Whole tumor ADC-derived texture features in grading of brain glioma
10.13929/j.1003-3289.201811139
- Author:
Dongdong MEI
1
Author Information
1. Department of Radiology, Shenzhen People's Hospital, Jinan University
- Publication Type:Journal Article
- Keywords:
Apparent diffusion coefficient;
Glioma;
Magnetic resonance imaging;
Radiomics
- From:
Chinese Journal of Medical Imaging Technology
2019;35(7):976-980
- CountryChina
- Language:Chinese
-
Abstract:
Objective: To investigate the value of whole tumor texture features derived from ADC mapping in distinguishing high grade glioma (HGG) from low grade glioma (LGG) of brain. Methods: Totally 66 patients with pathologic proven brain glioma were enrolled, including 41 HGGs and 25 LGGs. Then 107 texture features were derived from whole tumor ADC mapping. The texture features and clinical characteristics were compared, and the variates with statistical significance at univariate analysis were entered into Logistic analysis to find out the independent risk factors for HGG. ROC curves were constructed to determine the diagnostic performance of HGG. Results: The univariate analysis revealed that the gender and age of patients as well as 3 texture features were different between HGGs and LGGs.
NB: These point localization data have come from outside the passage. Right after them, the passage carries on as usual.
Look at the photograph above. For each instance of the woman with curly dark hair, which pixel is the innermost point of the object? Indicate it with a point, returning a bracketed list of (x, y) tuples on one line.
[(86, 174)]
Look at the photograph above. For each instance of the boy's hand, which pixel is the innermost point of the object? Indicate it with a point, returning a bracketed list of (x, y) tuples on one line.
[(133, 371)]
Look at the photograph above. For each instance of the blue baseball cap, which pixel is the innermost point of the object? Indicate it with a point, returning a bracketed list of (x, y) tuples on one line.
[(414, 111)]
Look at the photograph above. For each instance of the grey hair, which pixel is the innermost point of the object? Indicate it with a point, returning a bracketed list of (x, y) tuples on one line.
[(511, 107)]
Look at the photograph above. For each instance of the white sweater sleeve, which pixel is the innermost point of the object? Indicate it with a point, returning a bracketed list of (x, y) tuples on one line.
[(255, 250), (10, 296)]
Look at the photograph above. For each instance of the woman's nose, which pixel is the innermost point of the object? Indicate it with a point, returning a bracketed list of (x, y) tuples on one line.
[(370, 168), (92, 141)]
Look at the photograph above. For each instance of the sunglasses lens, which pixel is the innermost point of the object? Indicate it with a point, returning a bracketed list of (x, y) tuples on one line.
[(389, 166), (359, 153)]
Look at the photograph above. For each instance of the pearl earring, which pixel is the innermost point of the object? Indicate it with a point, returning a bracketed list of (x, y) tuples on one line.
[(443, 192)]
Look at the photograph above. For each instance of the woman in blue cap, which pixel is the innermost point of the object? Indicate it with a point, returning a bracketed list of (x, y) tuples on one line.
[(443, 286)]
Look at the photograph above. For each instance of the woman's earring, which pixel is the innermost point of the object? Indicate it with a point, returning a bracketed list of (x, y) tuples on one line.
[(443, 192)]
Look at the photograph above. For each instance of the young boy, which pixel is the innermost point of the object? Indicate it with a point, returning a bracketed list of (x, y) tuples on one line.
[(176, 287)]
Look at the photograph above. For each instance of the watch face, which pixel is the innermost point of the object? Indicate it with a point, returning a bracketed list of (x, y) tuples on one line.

Logistic analysis showed that age (P=0.002, OR=1.090) and ZoneEntropy (P=0.003, OR=2.984) were independent risk factors for HGG. Combining age and ZoneEntropy, the AUC of identifying HGG was 0.844, with a sensitivity of 75.6% and a specificity of 88.0%. Conclusion: The whole tumor ADC-derived texture features are useful for grading of brain glioma grade. Combining texture features with clinical characteristics can obtain high diagnostic performance.